Man City has "more financial firepower than any other club in world football," a new ranking revealed, according to the BBC. Soccerex, which compiled the list, said that the club has the "biggest economic growth potential." U.K. clubs "dominate the top ten spots," with Arsenal ranked second, Tottenham fifth, ManU seventh and Chelsea ninth. The list is based on five factors, including potential owner investment. Man City is owned by multi-billionaire Sheikh Mansour. The club spent £215M on player transfers over the summer, which was the "biggest by any English club in any transfer window." The Soccerex Football Finance 100 also takes into account "the value of clubs' players, their fixed assets such as stadiums and training grounds, the amount of money they have in the bank as well as net debt." This methodology explained why Arsenal was ranked above third-placed Paris St.-Germain, which paid a record €222M to sign Neymar last summer. It said that Arsenal's "sound business model" enabled it to "pip" PSG, despite a "perceived lack of spending" in the transfer market (BBC, 1/3
). CNN's Aimee Lewis reported Man City's rivals are "starting to realize the implications of the financial might of the club." In December, ManU Manager José Mourinho, who has spent more than $400M on players since his arrival at the start of the '16-17 season, complained about how Man City "bought defenders for the usual value of strikers at the start of this season." Mourinho said of ManU's recent spending, "It is not enough. And the price for the big clubs, the price for the big clubs is different from the other clubs. So the big, historical clubs are normally punished in the market for that history." Reflecting China's "growing influence in the sport," Chinese Super League side Guangzhou Evergrande was fourth -- two places ahead of Real Madrid and nine places above Barcelona, which is 13th. Nine CSL clubs, which have "spent heavily in the last couple of years" to attract players, were in the top 100 -- equal to Spain and more than France, Germany and Italy. The U.S. is the second-most represented country in the top 30, with five teams, due to its "solid business models, high-value assets and strong investment." Juventus, ranked eighth, and 10th-ranked Bayern Munich complete the list's top 10 (CNN, 1/4
China's Dalian Wanda Group is considering a Hong Kong listing for its sports assets as "part of efforts to rationalize its portfolio that could also include other sales," sources said, according to Wu, Jim & Baker of REUTERS. The conglomerate last month "tapped investment banks for a potential initial public offering of its sports businesses," the sources added. Citic Securities, China's largest brokerage, is reportedly one of the banks involved. A spokesperson for Citic Securities declined to comment. An IPO of Wanda's sports assets would include Infront Sports & Media, a Swiss sports marketing company and World Triathlon Corp. The share offering would also include Wanda's "smaller sports assets in China, such as cycling and basketball leagues." The public float would not involve Wanda's 20% stake in Atlético Madrid, valued at €67M after a recent capital raise. The IPO would "most likely take place in Hong Kong," but bankers have also pitched for a U.S. listing, according to the sources. Wanda is separately looking to sell Sunseeker Int'l, a British yacht maker it bought in '13 for $495M, "but whose financial performance it has failed to turn around." Wanda declined to comment (REUTERS, 1/4).

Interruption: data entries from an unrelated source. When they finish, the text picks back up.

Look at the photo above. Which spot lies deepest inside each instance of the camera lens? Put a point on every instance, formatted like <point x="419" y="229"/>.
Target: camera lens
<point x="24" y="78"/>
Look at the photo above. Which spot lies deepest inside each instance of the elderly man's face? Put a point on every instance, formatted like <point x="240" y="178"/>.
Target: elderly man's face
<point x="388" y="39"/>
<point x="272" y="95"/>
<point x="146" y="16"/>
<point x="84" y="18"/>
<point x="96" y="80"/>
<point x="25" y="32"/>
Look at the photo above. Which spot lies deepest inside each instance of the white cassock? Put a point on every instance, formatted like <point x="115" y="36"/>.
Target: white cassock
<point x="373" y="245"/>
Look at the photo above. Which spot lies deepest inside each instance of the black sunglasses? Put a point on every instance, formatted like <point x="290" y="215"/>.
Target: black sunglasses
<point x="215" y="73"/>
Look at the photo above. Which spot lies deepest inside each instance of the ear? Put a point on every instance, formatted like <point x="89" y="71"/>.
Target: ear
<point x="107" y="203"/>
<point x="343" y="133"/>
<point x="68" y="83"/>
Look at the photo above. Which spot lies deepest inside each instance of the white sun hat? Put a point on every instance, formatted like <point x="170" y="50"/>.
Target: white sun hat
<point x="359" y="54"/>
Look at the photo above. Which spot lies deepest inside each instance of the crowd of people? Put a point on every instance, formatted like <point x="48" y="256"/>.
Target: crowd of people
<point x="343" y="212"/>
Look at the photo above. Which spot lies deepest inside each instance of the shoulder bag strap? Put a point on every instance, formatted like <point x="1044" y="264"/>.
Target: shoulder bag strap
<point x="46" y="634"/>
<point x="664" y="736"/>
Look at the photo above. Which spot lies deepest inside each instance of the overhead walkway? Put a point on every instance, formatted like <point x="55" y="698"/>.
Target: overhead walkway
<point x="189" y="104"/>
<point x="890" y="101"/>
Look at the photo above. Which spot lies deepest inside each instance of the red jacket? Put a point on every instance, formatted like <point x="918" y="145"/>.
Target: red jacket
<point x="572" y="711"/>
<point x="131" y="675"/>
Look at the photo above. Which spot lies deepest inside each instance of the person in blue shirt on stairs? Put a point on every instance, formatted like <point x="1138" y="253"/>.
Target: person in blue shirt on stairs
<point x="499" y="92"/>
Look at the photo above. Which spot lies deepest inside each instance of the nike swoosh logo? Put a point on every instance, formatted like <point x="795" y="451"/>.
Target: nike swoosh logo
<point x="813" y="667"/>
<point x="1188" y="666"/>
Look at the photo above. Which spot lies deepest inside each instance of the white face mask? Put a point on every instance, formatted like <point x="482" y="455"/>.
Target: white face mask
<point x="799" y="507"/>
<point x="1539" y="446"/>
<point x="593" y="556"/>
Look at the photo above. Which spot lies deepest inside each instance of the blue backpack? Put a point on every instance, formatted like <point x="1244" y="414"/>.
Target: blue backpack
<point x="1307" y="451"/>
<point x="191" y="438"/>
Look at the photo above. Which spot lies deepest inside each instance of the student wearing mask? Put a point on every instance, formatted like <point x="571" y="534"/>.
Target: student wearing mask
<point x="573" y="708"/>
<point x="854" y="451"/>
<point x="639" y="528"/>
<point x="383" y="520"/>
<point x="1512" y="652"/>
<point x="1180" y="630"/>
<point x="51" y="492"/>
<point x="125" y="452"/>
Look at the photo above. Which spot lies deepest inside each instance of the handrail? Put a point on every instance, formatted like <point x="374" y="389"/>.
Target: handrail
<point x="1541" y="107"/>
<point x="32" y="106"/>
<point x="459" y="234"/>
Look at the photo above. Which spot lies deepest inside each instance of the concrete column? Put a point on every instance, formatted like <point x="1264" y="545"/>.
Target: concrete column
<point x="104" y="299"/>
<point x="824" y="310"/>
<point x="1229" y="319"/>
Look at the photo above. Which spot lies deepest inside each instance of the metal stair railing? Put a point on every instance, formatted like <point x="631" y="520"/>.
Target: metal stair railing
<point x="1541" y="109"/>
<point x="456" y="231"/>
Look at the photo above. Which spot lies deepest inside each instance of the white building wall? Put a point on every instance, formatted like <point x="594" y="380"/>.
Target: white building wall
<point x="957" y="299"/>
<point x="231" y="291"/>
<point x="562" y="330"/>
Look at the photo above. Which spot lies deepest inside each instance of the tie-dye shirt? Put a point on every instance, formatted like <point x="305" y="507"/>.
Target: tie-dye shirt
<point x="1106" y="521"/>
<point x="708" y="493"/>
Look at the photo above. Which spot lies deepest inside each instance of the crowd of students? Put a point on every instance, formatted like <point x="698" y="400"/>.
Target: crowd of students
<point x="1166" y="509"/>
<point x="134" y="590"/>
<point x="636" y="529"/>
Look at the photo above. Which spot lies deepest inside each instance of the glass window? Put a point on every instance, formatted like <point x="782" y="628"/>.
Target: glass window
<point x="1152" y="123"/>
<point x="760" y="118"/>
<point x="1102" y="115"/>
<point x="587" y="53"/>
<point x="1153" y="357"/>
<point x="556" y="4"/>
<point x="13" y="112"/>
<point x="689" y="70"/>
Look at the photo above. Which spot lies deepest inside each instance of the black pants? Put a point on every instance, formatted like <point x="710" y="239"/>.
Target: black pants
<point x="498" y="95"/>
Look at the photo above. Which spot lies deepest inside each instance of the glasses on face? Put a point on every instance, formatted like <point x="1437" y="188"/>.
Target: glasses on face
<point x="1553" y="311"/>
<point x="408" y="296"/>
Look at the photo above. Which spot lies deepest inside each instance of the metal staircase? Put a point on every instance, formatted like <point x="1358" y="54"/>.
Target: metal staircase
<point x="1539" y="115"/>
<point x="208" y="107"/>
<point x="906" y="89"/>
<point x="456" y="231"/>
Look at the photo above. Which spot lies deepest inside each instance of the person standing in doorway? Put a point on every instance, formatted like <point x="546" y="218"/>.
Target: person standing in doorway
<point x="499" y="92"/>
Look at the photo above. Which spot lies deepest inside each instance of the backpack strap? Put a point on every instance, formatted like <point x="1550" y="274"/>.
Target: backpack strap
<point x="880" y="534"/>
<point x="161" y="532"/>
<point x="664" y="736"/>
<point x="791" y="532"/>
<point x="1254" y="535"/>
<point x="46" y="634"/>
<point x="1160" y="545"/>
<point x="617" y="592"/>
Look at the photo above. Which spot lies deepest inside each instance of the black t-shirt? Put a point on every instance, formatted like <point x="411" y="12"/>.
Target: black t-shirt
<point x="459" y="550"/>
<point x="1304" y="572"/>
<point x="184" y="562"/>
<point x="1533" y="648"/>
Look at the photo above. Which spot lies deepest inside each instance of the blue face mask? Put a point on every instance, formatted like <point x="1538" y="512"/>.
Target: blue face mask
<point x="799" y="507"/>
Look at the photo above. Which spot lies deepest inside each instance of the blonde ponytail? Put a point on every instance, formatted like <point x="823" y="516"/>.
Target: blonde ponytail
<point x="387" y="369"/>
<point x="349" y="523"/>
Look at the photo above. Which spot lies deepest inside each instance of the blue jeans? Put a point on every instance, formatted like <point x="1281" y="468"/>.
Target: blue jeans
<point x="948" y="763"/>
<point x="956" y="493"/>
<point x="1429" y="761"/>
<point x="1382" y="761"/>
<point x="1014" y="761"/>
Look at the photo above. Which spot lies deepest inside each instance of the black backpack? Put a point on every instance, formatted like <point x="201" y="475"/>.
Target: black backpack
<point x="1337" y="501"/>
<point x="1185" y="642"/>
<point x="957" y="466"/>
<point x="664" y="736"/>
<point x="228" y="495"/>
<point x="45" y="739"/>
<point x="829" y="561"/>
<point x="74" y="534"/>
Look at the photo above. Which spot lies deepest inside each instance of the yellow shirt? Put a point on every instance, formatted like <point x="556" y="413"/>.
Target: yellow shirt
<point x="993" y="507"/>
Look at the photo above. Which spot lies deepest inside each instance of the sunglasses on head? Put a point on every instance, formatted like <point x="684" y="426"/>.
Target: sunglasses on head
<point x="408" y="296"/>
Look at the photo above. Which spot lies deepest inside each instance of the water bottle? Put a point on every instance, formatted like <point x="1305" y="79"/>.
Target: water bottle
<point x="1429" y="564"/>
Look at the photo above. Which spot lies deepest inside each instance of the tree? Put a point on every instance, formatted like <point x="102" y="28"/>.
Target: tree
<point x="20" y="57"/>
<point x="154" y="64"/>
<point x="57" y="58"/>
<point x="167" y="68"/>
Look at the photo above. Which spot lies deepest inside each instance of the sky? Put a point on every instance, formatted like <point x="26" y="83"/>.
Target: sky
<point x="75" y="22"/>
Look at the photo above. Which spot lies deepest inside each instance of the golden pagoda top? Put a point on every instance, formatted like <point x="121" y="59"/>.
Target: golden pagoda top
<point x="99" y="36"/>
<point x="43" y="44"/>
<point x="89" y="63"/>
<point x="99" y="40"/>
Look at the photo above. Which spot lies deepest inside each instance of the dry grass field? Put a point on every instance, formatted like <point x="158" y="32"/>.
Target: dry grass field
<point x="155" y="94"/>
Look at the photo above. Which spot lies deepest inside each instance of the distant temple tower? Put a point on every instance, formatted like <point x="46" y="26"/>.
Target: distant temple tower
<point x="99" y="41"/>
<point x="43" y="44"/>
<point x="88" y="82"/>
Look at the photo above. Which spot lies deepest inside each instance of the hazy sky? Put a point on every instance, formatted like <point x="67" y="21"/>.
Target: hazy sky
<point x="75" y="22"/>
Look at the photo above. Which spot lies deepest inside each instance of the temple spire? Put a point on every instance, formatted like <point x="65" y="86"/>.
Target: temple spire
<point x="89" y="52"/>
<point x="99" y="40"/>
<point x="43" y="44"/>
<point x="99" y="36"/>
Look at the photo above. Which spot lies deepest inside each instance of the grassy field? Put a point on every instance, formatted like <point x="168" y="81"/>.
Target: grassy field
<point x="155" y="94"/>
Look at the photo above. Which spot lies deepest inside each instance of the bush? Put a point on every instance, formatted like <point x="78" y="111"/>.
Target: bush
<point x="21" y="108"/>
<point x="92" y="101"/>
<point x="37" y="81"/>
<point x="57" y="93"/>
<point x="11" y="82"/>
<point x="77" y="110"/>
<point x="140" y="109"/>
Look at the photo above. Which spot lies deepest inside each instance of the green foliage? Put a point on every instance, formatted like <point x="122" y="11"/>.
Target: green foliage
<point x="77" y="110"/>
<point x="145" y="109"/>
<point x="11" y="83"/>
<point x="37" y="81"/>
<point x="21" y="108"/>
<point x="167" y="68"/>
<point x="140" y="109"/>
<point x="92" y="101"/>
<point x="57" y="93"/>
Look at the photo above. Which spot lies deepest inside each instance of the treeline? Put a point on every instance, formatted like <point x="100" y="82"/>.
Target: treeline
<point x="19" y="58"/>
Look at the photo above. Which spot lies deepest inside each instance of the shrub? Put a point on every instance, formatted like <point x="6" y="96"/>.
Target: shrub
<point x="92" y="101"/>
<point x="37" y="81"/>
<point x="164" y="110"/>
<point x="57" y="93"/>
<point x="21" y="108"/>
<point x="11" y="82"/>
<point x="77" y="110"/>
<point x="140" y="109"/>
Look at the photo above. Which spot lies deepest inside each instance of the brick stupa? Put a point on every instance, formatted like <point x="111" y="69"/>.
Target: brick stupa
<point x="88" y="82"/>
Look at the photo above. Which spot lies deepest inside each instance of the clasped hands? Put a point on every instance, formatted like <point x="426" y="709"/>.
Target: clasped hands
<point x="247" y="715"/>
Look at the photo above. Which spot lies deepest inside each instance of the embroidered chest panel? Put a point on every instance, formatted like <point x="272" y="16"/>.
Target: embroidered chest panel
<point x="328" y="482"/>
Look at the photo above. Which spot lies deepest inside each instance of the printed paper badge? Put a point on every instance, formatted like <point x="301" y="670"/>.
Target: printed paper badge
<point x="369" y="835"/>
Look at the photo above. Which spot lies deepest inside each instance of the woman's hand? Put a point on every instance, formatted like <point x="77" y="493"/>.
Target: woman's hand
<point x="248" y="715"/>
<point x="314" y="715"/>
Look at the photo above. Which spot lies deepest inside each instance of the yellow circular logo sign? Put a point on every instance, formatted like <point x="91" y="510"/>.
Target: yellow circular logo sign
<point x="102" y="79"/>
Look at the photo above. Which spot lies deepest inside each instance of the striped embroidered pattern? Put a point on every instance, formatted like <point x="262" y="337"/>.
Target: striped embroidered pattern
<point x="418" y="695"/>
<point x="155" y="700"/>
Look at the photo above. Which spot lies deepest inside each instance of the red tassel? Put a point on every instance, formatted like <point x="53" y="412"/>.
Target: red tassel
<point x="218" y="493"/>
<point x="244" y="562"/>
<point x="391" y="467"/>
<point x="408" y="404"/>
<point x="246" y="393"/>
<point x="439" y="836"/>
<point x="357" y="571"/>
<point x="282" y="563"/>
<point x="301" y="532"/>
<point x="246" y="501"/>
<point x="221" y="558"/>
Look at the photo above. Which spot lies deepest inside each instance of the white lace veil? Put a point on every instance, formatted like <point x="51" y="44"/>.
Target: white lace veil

An "apologetic" Al Shaqab thanked trainers for their "considerable patience and understanding" as Sheikh Joaan's racing operation vowed that "those who for months have been chasing unpaid bills will finally have accounts settled," according to Lee Mottershead of RACING POST. Several of Britain's leading trainers were "forced to run their businesses without the many thousands of pounds owed to them by Al Shaqab." Al Shaqab GM Khalifa Al Attiya claimed the problems are "linked" to a financial review and reorganization. However, a number of those on the organization's payroll believe budgets were last year "exhausted prematurely due to expensive transactions." Attempting to estimate the scale of the Al Shaqab debts "is difficult," but with numerous yards thought to be missing at least tens of thousands of pounds, the "scale of the overall shortfall is likely to run well into seven figures" (RACING POST, 1/3).